The French beauty group, which makes high-end mascaras under labels such as Lancome as well as the budget Maybelline range, is still thriving in markets including China and across Asia, and reported booming demand for skincare treatments.

But a recent make-up craze - driven in part by the rise of social media platforms, which pushed consumers to want to look their best online and fuelled cosmetics sales - is losing momentum, penalising L'Oreal in the United States especially.

North American like-for-like revenues, which strip out currency swings and acquisitions, fell 1.1% in the April to June period, the group reported on Tuesday evening.

L'Oreal shares were down 4.1% at 0807 GMT, and were among the worst performers on Paris' SBF 120 index of French companies <.SBF120>.

"The United States was clearly the weak point of this first semester," Chairman and Chief Executive Jean-Paul Agon told an analyst conference call on Wednesday.

U.S. demand faltered for both L'Oreal's mass market make-up ranges and luxury items - where it competes with the likes of MAC maker Estee Lauder - and the company had lost some market share, Agon said.

Product launches, including Valentino and Yves Saint Laurent perfumes, might help in the second half of 2019, but the market would remain soft, he added.

"We are very clearly strengthening our plans for the second half, for next year, we really intend to bounce back in the United States but it may take some time," Agon said. "It probably will not happen before the end of the year."

Overall in the second quarter, L'Oreal posted a 6.8% rise in like-for-like sales across all regions in the period, missing expectations for growth of 7.4%.

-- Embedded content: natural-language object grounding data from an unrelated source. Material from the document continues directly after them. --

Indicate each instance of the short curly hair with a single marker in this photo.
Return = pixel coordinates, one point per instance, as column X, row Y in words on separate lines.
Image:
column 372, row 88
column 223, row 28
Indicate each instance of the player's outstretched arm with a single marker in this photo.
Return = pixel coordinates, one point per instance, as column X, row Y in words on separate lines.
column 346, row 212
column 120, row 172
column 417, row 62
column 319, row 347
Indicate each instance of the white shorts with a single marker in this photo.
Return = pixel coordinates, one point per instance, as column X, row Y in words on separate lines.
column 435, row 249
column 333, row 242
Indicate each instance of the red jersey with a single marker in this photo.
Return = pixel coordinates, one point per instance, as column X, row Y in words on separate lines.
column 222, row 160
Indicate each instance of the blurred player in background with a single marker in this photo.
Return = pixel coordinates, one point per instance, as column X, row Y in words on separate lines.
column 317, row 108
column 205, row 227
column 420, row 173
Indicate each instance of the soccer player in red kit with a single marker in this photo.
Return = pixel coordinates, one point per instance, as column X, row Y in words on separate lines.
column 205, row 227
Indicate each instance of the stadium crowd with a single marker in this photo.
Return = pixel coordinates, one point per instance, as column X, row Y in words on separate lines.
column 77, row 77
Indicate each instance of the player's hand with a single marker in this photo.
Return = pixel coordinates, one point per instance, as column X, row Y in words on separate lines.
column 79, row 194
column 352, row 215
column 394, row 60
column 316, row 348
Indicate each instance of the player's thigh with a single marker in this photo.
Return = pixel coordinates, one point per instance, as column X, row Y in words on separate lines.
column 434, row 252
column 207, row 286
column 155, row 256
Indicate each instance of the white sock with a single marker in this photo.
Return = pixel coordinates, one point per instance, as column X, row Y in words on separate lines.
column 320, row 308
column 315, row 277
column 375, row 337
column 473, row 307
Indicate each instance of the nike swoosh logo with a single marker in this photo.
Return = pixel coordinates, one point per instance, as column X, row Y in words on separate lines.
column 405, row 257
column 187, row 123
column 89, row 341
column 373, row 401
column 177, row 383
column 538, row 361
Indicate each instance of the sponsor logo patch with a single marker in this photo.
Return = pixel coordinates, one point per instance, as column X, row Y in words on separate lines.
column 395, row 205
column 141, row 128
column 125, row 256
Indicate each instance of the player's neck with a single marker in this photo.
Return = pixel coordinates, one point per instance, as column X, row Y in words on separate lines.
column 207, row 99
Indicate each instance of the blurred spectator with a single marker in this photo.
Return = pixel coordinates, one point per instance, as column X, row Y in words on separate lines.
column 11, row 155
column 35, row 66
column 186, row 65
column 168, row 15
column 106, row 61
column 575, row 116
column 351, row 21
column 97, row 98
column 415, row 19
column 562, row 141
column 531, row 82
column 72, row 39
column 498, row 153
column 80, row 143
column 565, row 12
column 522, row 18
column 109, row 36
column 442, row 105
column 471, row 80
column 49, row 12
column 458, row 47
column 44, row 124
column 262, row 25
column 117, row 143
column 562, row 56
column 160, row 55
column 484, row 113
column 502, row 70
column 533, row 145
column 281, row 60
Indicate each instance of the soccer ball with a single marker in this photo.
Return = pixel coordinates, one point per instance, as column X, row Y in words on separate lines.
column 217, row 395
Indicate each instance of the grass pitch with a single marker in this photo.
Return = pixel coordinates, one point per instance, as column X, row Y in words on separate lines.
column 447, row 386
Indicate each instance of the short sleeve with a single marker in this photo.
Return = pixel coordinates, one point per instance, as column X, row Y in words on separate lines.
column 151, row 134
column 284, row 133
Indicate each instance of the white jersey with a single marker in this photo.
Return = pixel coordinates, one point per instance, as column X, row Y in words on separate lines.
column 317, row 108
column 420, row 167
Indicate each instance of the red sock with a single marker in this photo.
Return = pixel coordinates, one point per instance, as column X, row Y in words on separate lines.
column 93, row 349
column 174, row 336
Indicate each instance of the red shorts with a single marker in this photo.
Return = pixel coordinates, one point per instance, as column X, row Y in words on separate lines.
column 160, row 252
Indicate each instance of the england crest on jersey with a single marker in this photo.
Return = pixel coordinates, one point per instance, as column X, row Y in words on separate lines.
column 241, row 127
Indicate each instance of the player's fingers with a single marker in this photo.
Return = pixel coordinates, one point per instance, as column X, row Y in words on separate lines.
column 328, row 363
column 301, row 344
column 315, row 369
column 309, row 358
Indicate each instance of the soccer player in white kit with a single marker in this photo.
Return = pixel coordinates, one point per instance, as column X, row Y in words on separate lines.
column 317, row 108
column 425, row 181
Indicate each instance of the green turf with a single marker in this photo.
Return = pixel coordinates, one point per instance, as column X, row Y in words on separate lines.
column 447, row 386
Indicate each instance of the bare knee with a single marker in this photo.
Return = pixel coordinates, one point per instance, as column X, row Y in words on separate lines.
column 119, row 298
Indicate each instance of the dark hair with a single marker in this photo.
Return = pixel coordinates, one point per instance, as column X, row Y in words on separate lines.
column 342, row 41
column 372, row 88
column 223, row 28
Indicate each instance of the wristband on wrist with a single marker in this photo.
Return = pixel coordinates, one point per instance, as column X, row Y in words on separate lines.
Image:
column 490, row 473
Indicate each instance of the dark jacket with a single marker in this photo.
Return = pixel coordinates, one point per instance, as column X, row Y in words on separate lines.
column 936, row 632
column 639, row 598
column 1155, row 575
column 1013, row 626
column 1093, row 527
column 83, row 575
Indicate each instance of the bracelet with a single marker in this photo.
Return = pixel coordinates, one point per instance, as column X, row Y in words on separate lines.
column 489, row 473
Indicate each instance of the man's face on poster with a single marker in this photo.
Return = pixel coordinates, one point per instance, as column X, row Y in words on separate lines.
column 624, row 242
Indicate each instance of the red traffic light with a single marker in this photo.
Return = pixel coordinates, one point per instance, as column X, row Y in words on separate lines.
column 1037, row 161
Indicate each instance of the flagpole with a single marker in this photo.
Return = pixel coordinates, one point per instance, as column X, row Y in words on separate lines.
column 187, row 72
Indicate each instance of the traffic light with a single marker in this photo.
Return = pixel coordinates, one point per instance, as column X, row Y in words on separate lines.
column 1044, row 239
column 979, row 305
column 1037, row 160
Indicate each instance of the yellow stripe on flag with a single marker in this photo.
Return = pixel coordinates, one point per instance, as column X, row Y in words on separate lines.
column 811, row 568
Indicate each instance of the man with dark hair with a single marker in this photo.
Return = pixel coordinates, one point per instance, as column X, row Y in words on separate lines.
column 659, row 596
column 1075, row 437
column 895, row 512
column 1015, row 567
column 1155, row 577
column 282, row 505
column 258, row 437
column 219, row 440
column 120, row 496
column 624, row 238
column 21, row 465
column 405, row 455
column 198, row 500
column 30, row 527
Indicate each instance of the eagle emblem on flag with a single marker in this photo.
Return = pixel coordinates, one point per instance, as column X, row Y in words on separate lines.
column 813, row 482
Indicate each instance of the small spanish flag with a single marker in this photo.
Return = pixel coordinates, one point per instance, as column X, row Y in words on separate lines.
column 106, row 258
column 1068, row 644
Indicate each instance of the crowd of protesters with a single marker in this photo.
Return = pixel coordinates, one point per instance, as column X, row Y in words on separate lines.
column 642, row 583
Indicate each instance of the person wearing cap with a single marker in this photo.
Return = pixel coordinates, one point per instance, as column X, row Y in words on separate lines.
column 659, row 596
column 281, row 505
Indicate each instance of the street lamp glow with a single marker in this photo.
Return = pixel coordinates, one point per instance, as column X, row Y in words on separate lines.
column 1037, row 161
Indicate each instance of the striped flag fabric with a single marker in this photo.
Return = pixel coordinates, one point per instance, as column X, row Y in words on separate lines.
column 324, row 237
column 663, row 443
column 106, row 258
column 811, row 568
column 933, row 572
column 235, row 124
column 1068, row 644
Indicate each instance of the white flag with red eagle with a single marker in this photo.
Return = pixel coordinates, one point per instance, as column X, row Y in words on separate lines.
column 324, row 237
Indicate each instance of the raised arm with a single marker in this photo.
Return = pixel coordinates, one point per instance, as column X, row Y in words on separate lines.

"L'Oreal trades on its top-line growth," analysts at Bernstein said in a note, adding that revenue growth was still strong but had dipped below a quarterly pace of 7% for the first time in a year. "The worry is whether we are past the peak and if growth will 'normalise' from here."

The cosmetics firm has also been trying to turn around its mass market division, home to brands sold in supermarkets such as Garnier shampoo.

Sales in this area were sluggish in the second quarter, growing 2.8% on a like-for-like basis, and missed analyst forecasts.

Agon said he expected improvements here in the second half of 2019, however, thanks in part to a focus on developing ranges with more natural ingredients, tapping into demand for greener cosmetics.